The other predisposing conditions include malignant hematological diseases with or without stem cell transplantation, neutropenia, prolonged use of corticosteroids, intravenous drug abuse, neonatal prematurity, iron overload and malnourishment. [4]

In most of the immunologically competent hosts, these spores are contained by a phagocytic response. Germination continues if the phagocytic response fails, leading to the development of hyphae; thereby, infection becomes established. The hyphae invade the arteries and propagate within the vessels, causing thrombosis, ischemia and infarction of the affected tissues.

A CT scan shows opacification of the paranasal sinuses and thickening of the mucosa and bone destruction. However, a definitive diagnosis of mucormycosis can only be made by a biopsy that identifies the characteristic hyphae and by culture. [4] Histologically, mucormycosis is characterized by extensive tissue necrosis and the presence of numerous large non-septate hyphae, with budding and dichotomous branching, giving a ribbon-like appearance.
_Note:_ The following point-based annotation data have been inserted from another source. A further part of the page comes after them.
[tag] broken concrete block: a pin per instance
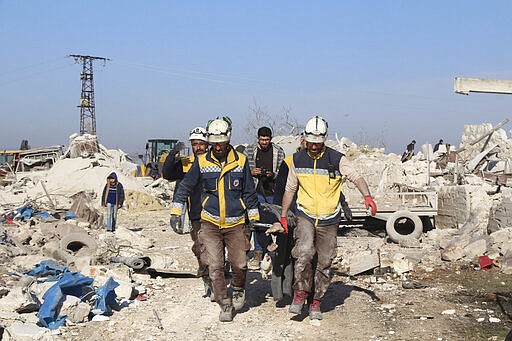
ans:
(476, 248)
(506, 263)
(27, 331)
(453, 207)
(502, 238)
(452, 253)
(125, 290)
(76, 310)
(65, 228)
(363, 261)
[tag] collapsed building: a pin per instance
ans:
(451, 205)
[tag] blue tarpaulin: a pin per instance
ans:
(70, 215)
(46, 268)
(26, 212)
(107, 297)
(45, 215)
(71, 283)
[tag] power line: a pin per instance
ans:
(87, 105)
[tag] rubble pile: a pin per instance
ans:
(55, 215)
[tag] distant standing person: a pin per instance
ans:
(436, 147)
(409, 151)
(112, 198)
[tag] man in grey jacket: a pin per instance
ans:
(264, 159)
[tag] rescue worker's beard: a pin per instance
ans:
(199, 151)
(222, 154)
(267, 147)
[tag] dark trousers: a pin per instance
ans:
(314, 250)
(202, 269)
(212, 240)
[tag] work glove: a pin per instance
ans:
(276, 228)
(284, 223)
(250, 225)
(368, 201)
(347, 212)
(175, 223)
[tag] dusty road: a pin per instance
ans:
(459, 304)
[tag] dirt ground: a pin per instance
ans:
(457, 305)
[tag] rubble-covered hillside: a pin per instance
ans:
(53, 233)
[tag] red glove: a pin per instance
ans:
(284, 223)
(368, 201)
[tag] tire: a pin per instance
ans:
(404, 225)
(78, 242)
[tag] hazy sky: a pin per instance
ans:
(380, 72)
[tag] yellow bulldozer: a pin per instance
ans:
(156, 152)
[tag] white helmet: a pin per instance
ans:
(219, 130)
(316, 130)
(198, 133)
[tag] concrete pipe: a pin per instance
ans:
(78, 242)
(404, 225)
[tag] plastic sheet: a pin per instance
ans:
(71, 283)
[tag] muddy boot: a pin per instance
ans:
(208, 289)
(314, 310)
(238, 298)
(254, 263)
(226, 310)
(299, 297)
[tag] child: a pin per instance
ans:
(112, 198)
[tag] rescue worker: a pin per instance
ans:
(227, 197)
(264, 158)
(174, 169)
(315, 174)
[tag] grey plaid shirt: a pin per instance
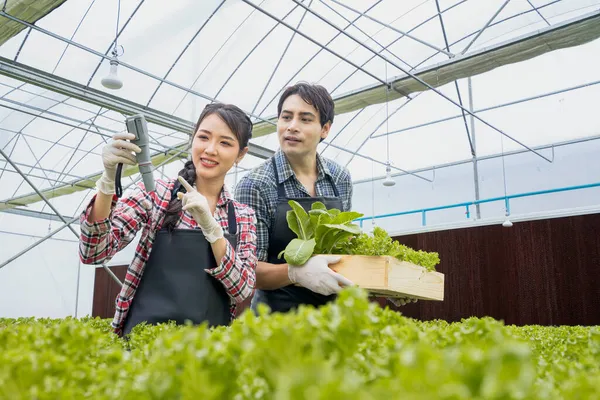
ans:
(258, 190)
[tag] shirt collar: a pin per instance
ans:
(285, 171)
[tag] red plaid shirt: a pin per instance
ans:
(101, 240)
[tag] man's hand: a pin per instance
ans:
(316, 275)
(118, 151)
(197, 205)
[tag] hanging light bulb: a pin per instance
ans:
(112, 80)
(388, 181)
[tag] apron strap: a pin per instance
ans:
(281, 188)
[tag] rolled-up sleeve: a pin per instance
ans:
(248, 193)
(101, 240)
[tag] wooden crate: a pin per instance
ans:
(389, 277)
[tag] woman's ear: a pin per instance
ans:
(243, 152)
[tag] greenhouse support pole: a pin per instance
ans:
(475, 169)
(77, 288)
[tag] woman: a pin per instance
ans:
(196, 257)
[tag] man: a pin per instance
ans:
(296, 172)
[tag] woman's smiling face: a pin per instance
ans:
(215, 148)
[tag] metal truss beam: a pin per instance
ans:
(550, 146)
(28, 10)
(567, 34)
(39, 214)
(75, 90)
(419, 80)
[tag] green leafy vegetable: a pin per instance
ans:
(323, 231)
(381, 244)
(318, 231)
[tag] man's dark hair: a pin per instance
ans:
(315, 95)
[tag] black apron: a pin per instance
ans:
(290, 297)
(174, 285)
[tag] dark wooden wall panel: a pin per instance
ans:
(106, 291)
(543, 272)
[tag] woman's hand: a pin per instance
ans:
(197, 205)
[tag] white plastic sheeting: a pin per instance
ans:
(233, 52)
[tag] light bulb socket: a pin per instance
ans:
(112, 80)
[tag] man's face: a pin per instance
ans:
(299, 128)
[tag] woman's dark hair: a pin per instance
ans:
(315, 95)
(240, 125)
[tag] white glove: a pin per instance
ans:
(316, 275)
(197, 205)
(119, 150)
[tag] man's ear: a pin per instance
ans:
(325, 130)
(243, 152)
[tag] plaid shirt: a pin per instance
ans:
(258, 190)
(101, 240)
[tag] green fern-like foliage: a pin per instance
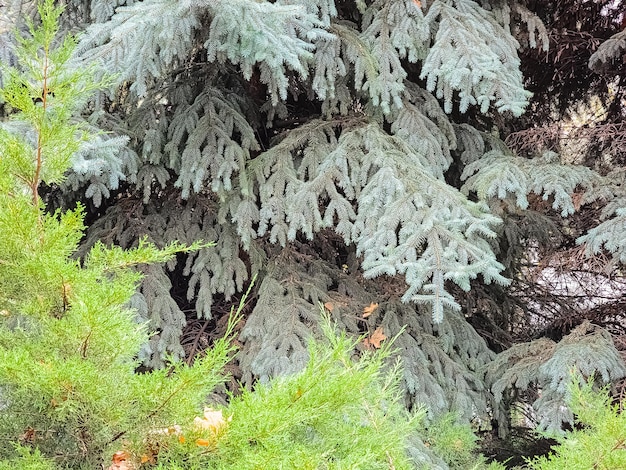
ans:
(68, 341)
Therefore, the diagnosis of the disease is mainly based on history, clinical appearance, biopsy and imaging studies.

Successful management of mucormycosis consists of treating the underlying disease and aggressive surgical debridement along with systemic antifungal therapy. The use of amphotericin B in patients with mucormycosis has a survival rate of up to 72%, which is a widely published and accepted treatment. [4] More recently, hyperbaric oxygen therapy has also been used. Treatment of mucormycosis must be initiated at the earliest as it progress relentlessly and has a fatal outcome.

We hereby stress the importance of early diagnosis of mucormycosis to limit the dissemination of infection, thereby preventing morbidity and mortality. Rapid diagnosis, correcting the underlying disorder and aggressive management are necessary for a favorable outcome.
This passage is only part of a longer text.